Paris, 11 May 2023. A few days before its annual general meeting, BNP Paribas has announced a new set of measures on oil and gas. While welcome, the measures announced are not enough to bring the bank in line with the International Energy Agency’s (IEA) 1.5°C scenario projections or to meet the expectations of scientists and associations calling on BNP Paribas to stop financing oil and gas expansion. Reclaim Finance calls on BNP Paribas to follow through on its commitment and demand that the companies in its portfolios stop developing projects that it no longer intends to finance directly.
In addition to measures restricting its support for unconventional oil and gas (1), BNP Paribas has announced further steps to complement and clarify the measures announced in January. (2) In particular:
- It has expanded the previous commitment to no longer provide dedicated financing to new oil fields with a similar commitment for new gas fields. (3).
The bank has not made a commitment to no longer finance liquefied natural gas terminals, unlike the Dutch bank ING, even though these projects do not fit into the IEA’s Net-Zero Emissions scenario any more than new oil or gas fields do.
- It has committed not to finance lloating Production Storage and Offloading projects (FPSOs). (4)
This measure, which complements the commitment to stop financing new oil fields, is not enough to meet the objective announced in January of reducing outstanding oil extraction and production financing by 80% by 2030, since the majority of BNP Paribas’ oil and gas financing is provided through financial services provided not to specific projects but to companies. BNP Paribas therefore indicates the following measures:
- a commitment to stop financing specialized oil production companies;
- a commitment to no longer provide reserve-based loans to support oil production; (5)
- to monitor its remaining exposure using the PACTA methodology.
We welcome BNP Paribas’ clarification as to how it intends to meet the targets announced in January. But precision and ambition are two different things and this new announcement is not enough to overturn the verdict given in January: BNP Paribas will still support its main clients, the European majors and other so-called integrated companies expansion plans, especially gas expansion, even though these companies do not have strategies in place that are in any way compatible with the objective of limiting global warming to 1.5°C. (6)
Lucie Pinson, Director of Reclaim Finance
The bonds that these companies are particularly fond of are still not covered by the bank’s commitments (7) and the monitoring of outstanding financing until 2030 still allows BNP Paribas to provide new financial services to TotalEnergies and others for many years. Since 2016, the bank, which is the largest banker to Shell, BP and ENI, has provided more than $45 billion to the top 9 European and US oil and gas companies – this represents 27% of the bank’s financing to the entire oil and gas sector (8).

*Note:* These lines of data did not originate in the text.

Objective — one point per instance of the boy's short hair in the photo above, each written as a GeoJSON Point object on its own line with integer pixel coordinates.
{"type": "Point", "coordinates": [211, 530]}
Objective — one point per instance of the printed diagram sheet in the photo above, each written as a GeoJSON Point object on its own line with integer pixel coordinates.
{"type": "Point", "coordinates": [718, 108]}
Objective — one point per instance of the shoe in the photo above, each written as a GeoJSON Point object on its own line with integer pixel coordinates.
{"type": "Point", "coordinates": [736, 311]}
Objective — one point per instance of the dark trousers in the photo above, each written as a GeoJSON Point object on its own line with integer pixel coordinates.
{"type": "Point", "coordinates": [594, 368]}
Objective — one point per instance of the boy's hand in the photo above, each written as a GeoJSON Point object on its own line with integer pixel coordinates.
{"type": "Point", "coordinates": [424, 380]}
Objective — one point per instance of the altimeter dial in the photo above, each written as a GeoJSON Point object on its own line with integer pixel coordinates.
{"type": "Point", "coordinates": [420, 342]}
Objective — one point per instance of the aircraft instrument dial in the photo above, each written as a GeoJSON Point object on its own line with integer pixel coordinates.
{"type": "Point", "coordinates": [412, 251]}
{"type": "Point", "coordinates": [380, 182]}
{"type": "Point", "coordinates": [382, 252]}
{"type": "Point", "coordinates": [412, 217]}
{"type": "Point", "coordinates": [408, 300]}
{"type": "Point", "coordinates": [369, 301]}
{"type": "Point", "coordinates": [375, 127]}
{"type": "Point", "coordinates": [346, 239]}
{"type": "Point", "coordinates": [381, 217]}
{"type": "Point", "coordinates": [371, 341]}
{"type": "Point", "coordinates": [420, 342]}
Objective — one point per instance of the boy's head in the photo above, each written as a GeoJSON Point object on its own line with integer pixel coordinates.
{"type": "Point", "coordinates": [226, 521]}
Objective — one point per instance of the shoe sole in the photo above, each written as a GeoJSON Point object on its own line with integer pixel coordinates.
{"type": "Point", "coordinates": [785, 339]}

Even the measure on reserve-based lending could spare these companies (9).
Decarbonising one’s own balance sheet without decarbonising the real world is a futile approach and we call on BNP Paribas to follow through by requiring its clients to stop developing projects that it no longer intends to finance directly. It must make the cessation of oil and gas expansion a red line that must not be crossed, and commit to progressively restricting all financial services to companies that do not meet this demand. This is the only way in which BNP Paribas will be able to prevent and protect itself against the risks of a rapidly changing climate.
Lucie Pinson, Director of Reclaim Finance
BNP Paribas claims that these companies are in transition, an argument mainly based on their role in the development of “low carbon” projects (10). But this claim does not stand up to analysis: the Global Oil and Gas Exit List lists the 9 companies above as among the largest developers of new oil and gas fields and analysis of their production targets and capital expenditure shows that renewable energy remains the poor cousin in their strategies, accounting for well under 22% of their energy mix by 2030 (11).